Disney initially said it would ban account sharing back in June, but it turns out many of us weren’t affected because only a few countries were impacted by the mid-2024 move (the US wasn’t one of them). Now, however, the rest of Disney Plus’ global fanbase will be banned from sharing accounts across households. Well, unless the primary account holder adds you as an additional member on their monthly or annual subscription, which will force them (or, rather, you) to shell out an additional fee that’s yet to be revealed.
Why is Disney cracking down on account sharing?

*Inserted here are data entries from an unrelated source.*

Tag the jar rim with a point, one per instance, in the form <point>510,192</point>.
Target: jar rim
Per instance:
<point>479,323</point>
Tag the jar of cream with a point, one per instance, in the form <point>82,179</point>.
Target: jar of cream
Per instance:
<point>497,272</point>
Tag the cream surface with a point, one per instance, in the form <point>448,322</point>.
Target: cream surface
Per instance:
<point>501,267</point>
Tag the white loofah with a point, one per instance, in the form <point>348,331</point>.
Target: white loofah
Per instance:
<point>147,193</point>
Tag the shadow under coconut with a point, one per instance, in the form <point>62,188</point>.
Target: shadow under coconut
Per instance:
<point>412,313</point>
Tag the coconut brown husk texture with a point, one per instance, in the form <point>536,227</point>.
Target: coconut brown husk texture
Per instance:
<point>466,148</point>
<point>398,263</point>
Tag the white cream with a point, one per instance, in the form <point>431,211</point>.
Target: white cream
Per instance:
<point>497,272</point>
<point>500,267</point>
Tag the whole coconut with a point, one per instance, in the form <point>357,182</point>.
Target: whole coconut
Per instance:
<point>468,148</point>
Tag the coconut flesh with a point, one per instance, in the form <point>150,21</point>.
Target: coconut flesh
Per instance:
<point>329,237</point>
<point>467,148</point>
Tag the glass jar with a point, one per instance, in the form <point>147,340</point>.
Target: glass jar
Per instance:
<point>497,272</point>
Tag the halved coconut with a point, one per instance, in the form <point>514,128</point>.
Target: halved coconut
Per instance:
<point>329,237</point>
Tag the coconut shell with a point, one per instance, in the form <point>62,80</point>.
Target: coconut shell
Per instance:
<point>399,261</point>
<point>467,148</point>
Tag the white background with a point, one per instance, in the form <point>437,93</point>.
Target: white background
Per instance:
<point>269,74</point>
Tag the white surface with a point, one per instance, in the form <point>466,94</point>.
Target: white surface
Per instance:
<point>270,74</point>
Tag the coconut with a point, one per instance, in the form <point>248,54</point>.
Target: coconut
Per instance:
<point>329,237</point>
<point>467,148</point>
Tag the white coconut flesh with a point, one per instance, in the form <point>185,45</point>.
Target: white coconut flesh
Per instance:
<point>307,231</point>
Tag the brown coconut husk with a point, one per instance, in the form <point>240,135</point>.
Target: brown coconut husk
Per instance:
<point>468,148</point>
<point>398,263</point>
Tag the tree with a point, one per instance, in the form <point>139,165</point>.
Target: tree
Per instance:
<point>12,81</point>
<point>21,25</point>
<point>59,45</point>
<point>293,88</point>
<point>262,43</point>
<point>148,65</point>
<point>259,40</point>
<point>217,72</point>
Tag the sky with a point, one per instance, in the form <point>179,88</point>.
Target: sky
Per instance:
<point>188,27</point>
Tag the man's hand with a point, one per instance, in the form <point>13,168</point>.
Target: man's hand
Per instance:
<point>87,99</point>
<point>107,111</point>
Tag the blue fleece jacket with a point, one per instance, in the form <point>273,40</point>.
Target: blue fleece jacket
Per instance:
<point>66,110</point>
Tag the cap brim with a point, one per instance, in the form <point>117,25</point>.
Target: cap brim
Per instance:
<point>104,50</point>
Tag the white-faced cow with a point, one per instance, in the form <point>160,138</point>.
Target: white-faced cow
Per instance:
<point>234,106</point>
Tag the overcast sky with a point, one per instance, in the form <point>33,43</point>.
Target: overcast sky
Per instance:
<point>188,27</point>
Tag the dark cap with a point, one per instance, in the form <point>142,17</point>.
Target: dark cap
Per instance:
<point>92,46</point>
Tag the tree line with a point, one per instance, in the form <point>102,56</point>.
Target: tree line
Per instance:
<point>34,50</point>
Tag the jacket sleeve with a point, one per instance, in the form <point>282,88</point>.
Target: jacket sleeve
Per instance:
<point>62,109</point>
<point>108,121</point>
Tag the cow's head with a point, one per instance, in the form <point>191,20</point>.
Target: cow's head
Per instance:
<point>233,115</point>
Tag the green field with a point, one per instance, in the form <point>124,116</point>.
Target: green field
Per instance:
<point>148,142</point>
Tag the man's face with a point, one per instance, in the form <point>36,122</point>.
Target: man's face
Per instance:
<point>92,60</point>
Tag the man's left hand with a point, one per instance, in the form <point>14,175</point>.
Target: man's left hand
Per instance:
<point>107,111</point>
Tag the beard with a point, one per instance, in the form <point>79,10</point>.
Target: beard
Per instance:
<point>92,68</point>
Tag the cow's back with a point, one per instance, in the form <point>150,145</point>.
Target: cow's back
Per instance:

There’s one big reason: money. By cracking down on password sharing between households, non-primary account holders will be forced to do one of two things: sign up for their own account or ask a family member or friend to pay for the extra membership feature introduced in February so they can keep watching the best Disney Plus movies and shows in a different residential building.
From a business perspective, Disney’s decision to prevent unsolicited password sharing makes sense. It needs to make money to appease not only its shareholders, but also to make new movies and TV series and pay its employees. And, with Netflix enjoying a huge boost in its user base after the streaming giant rolled out its own anti-password crackdown in May 2023, Disney wants a piece of the action, especially as it attempts to rein in its main rival from a subscriber standpoint.
Unfortunately, these costs are inevitably passed on to consumers. But, like Netflix, Disney has a couple of workarounds it hopes will appease consumers who will be upset by the impending password crackdown. For one, in late 2023, it introduced an ad-supported tier for those working on a tight budget – you can read our Disney Plus pricing guide for more details on how much its various subscriptions cost. The entertainment giant also recently partnered with Hulu and Max to create a new streaming bundle that will save you money in the long run, as you won’t be paying for three separate subscriptions. Disney, then, will claim it’s doing right by customers by offering these cheaper alternatives.
A series of exasperating decisions and price increases
Still, the upcoming password restriction doesn’t sit well with me. Admittedly, I am in the privileged position of being able to request free press screenings for Disney Plus-branded content and receive invitations to attend press screenings for the company’s range of new cinema-exclusive films, such as those produced by Marvel, Pixar and 20th Century Studios. So, as a UK resident, this restriction on shared accounts – coupled with yesterday’s (6 August) news that Disney Plus, Hulu and ESPN are all undergoing price increases in the US – won’t affect me as much as others.
That doesn’t mean I don’t think it’s right, though. Once Disney Plus’ monthly and annual fees go up again in the US in mid-October, it will have doubled in price in just four years. Frankly, that’s a slap in the face for hard-working people who, after a long day at their jobs, simply want to come home and watch the next big TV show or movie (with their family, friends, partner, or kids) on a platform without paying a fortune. Soon, you won’t be able to share your account with the same people, in a different household, without shelling out more money, which makes things even more frustrating.
As Iger himself noted as part of Disney's major Q3 2024 executive statement, a film like Deadpool and Wolverine Disney can make nearly $900 million in less than two weeks, so it's not short of money. And yet it has the nerve to tell the very people who spend their hard-earned money on its movies and TV shows that it's going to stop them from sharing accounts in the near future. Oh, and soon they'll also have to pay even more each month for the privilege of streaming its supposedly unparalleled content. Don't listen to me.